Vice President George Bush and former Chief Justice Warren Burger went to Philadelphia to formally open the observance of the bicentennial of the Constitution. During the weekend, representatives of the 13 original states re-enacted the debate that went into the drafting of the document.
A Memorial Day service for the 273 victims of an American Airlines crash exactly eight years earlier, on May 25, 1978, was held in rainy weather at Chicago’s O’Hare Airport.
Former prisoners of war gathered for a small ceremony in a cemetery at Las Cruces, N.M., some of them bound together by memories of the horrors of the Bataan Death March after they were surrendered to the Japanese in the Philippines in World War II.
″It was one hell of a horrible experience and I lived it for a long, long time,″ said Donald Harris.
In Kansas City, Mo., the Rev. Thomas Denzer recalled his service in the Pacific during World War II in a speech at the city’s Liberty Memorial.
″It was only when I stood at the graves of my comrades in the steaming jungles of New Guinea and the sticky mud of the Philippines, and I heard the plaintive refrain of taps echoing off the hills that I came to realize that from death and sacrifice comes life and freedom,″ Denzer said.
Americans of Japanese ancestry who served in the U.S. armed forces were honored Monday at a cemetery atop Capitol Hill in Seattle.

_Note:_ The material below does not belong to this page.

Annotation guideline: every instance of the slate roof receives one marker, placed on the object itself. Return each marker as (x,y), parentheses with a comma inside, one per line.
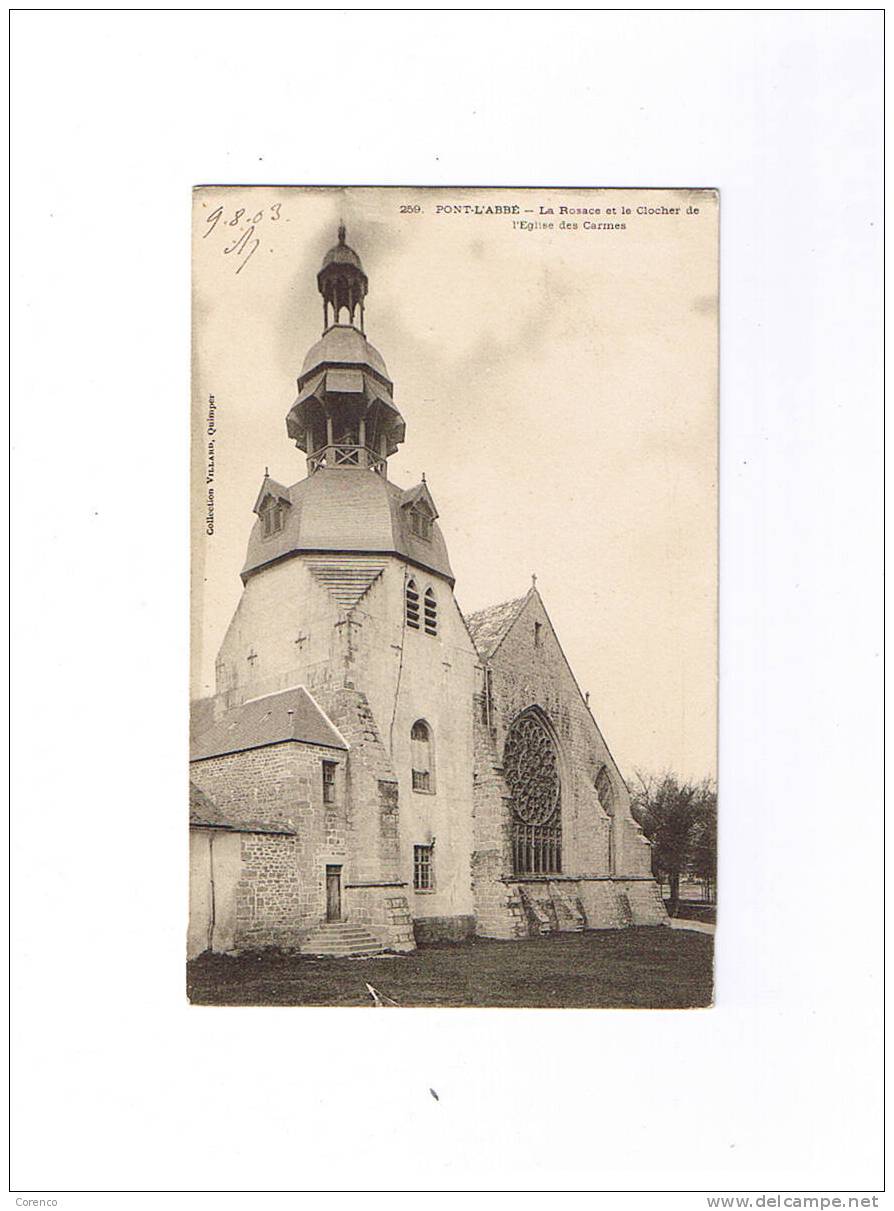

In Southern California, where cool weather kept crowds away from beaches, crosses were planted at the Westminster Civic Center for Americans still being held hostage in Lebanon, and Marines in Santa Ana re-enacted the raising of the American flag at Iwo Jima during World War II.
In New York City, ex-servicemen gathered at a Vietnam monument on Memorial Day to back a measure to establish a shelter in the city for homeless veterans.
″On Memorial Day everyone focuses on those veterans who died, but we have to take care of the ones who are dying,″ said John Rowan, a member of the national board of directors of the Vietnam Veterans of America.
In West Virginia, which had the nation’s highest casualty rate in the Vietnam War, a Vietnam Veterans Park was dedicated at Philippi by Sen. Jay Rockefeller. ″This park will always remind us of the dangers they face and the sacrifices they endured,″ he said.